Exponentiating gives

$$\begin{align*}\prod_{i=1}^n\prod_{j=1}^{m_i-1}z_{i,j}^{\frac{m_i-j}{m_i}}\geq B^{(-\chi(\mathfrak{X})-\epsilon)}. \end{align*}$$

As $B=\max \{\vert x\vert ,\vert y\vert \}$ , we have verified inequality (6.1) and consequently we have that conditional on the $abc$ -conjecture that

$$\begin{align*}\gamma(\mathfrak{X})=\chi(\mathfrak{X})\end{align*}$$

when $\chi (\mathfrak {X})\leq 0$ .

6.2 Proof of Theorem 1.3

One direction of the theorem is provided by Theorem 2.6, which we proved in the previous subsection. It suffices to prove the converse.

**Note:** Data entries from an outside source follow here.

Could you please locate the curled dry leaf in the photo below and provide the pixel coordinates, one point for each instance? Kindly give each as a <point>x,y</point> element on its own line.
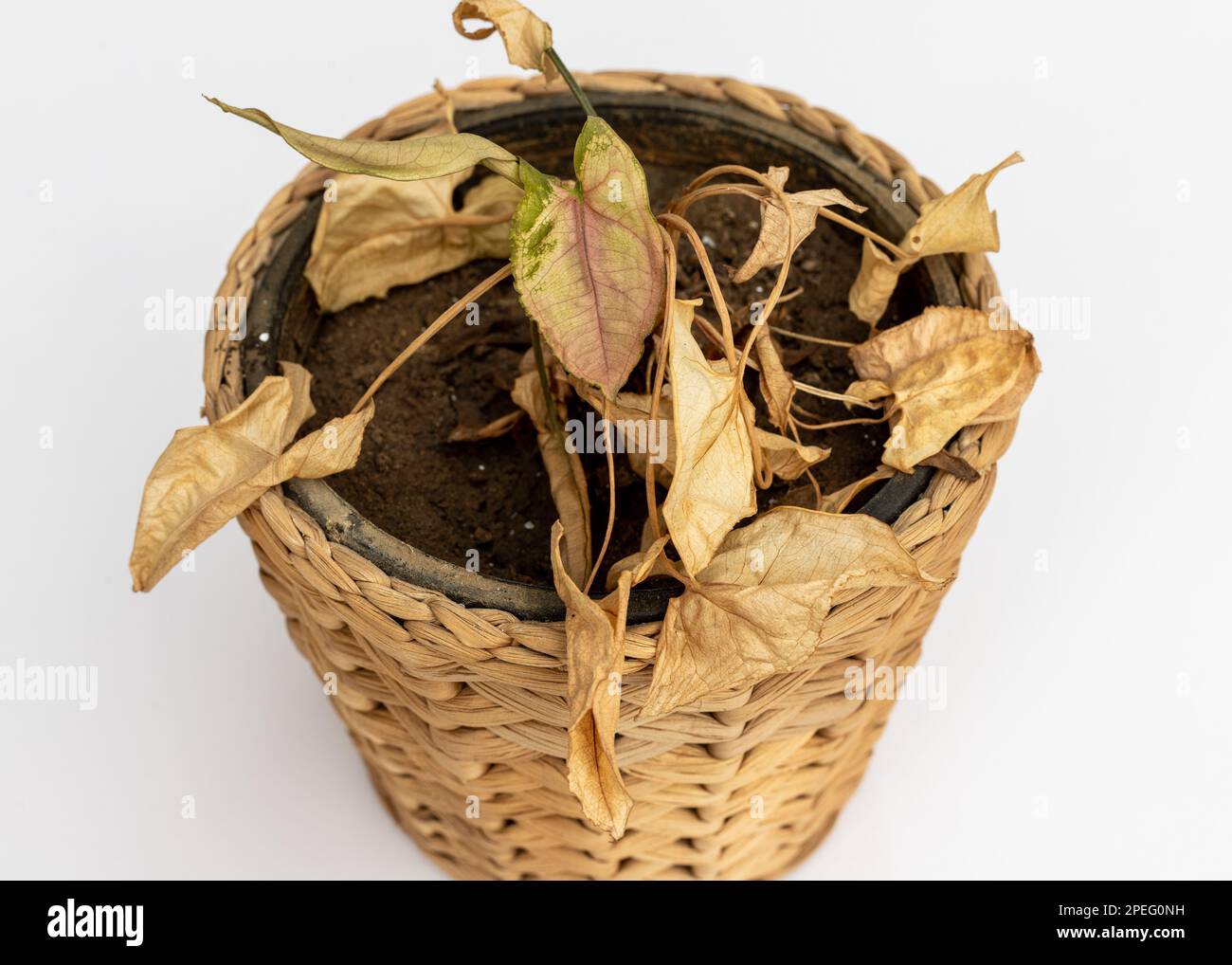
<point>631,411</point>
<point>771,246</point>
<point>210,473</point>
<point>759,608</point>
<point>642,565</point>
<point>713,480</point>
<point>399,160</point>
<point>594,637</point>
<point>565,473</point>
<point>787,457</point>
<point>588,259</point>
<point>373,237</point>
<point>950,225</point>
<point>947,369</point>
<point>526,37</point>
<point>777,386</point>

Actually, for the converse, we only need the assertion that for any $\kappa> 0$ and $m \geq 4$ , the function $H_{-K_{\mathfrak {X}_m}}({\mathbf {x}}) \cdot H({\mathbf {x}})^\kappa $ has Northcott’s property, where $\mathfrak {X}_m = \mathfrak {X}({\mathbb {P}}^1 : ((0, 1, \infty ), (m, m, m))$ . To see this, let us fix $\varepsilon> 0$ . Choose $0 < \kappa < \varepsilon /3$ and choose $m \in {\mathbb {N}}$ sufficiently large so that

$$\begin{align*}\frac{m-3}{m-1} + \frac{\kappa m}{2(m-1)}> \frac{1}{1 + \varepsilon} .\end{align*}$$

By hypothesis, we have

(6.19) $$ \begin{align} H_{-K_{\mathfrak{X}_m}}({\mathbf{x}}) = \phi_m(x)^{1/m} \phi_m(y)^{1/m} \phi_m(x+y)^{1/m}\max\{\vert x\vert,\vert y\vert\}^{\frac{3}{m}-1} \gg_\kappa \max\{|x|, |y|\}^{1 - \frac{3}{m} - \frac{\kappa}{2} }. \end{align} $$

Trivially, we see that

$$\begin{align*}\phi_m(u) \leq \operatorname{rad}(u)^{m-1}\end{align*}$$

for all $u \in {\mathbb {Z}}$ . Hence, (6.19) implies

(6.20) $$ \begin{align} \operatorname{rad}(x)^{\frac{m-1}{m}} \operatorname{rad}(y)^{\frac{m-1}{m}} \operatorname{rad}(x+y)^{\frac{m-1}{m}} \gg_\kappa \max\{|x|, |y|\}^{1 - \frac{3}{m} + \frac{\kappa}{2}}. \end{align} $$

Since $x,y,x+y$ are pairwise co-prime, we have $\operatorname {rad}(x)\operatorname {rad}(y)\operatorname {rad}(x+y) = \operatorname {rad}(xy(x+y))$ ; hence,

$$\begin{align*}\operatorname{rad}(xy(x+y))^{\frac{m-1}{m}} \gg_\kappa \max\{|x|,|y|\}^{1 - \frac{3}{m} + \frac{\kappa}{2}}.\end{align*}$$

Raising both sides to the $m/(m-1)$ power, we have

$$\begin{align*}\operatorname{rad}(xy(x+y)) \gg_\kappa \max\{|x|,|y|\}^{\frac{m-3}{m-1} + \frac{\kappa m}{2(m-1)}} \gg_\kappa \max\{|x|, |y|\}^{\frac{1}{1+\varepsilon}},\end{align*}$$

by our hypotheses on $m, \kappa $ . It follows that

$$\begin{align*}\operatorname{rad}(xy(x+y))^{1 + \varepsilon} \gg_{\varepsilon} \max\{|x|,|y|\},\end{align*}$$

which is plainly equivalent to the $abc$ -conjecture, provided we adjust the implied constant.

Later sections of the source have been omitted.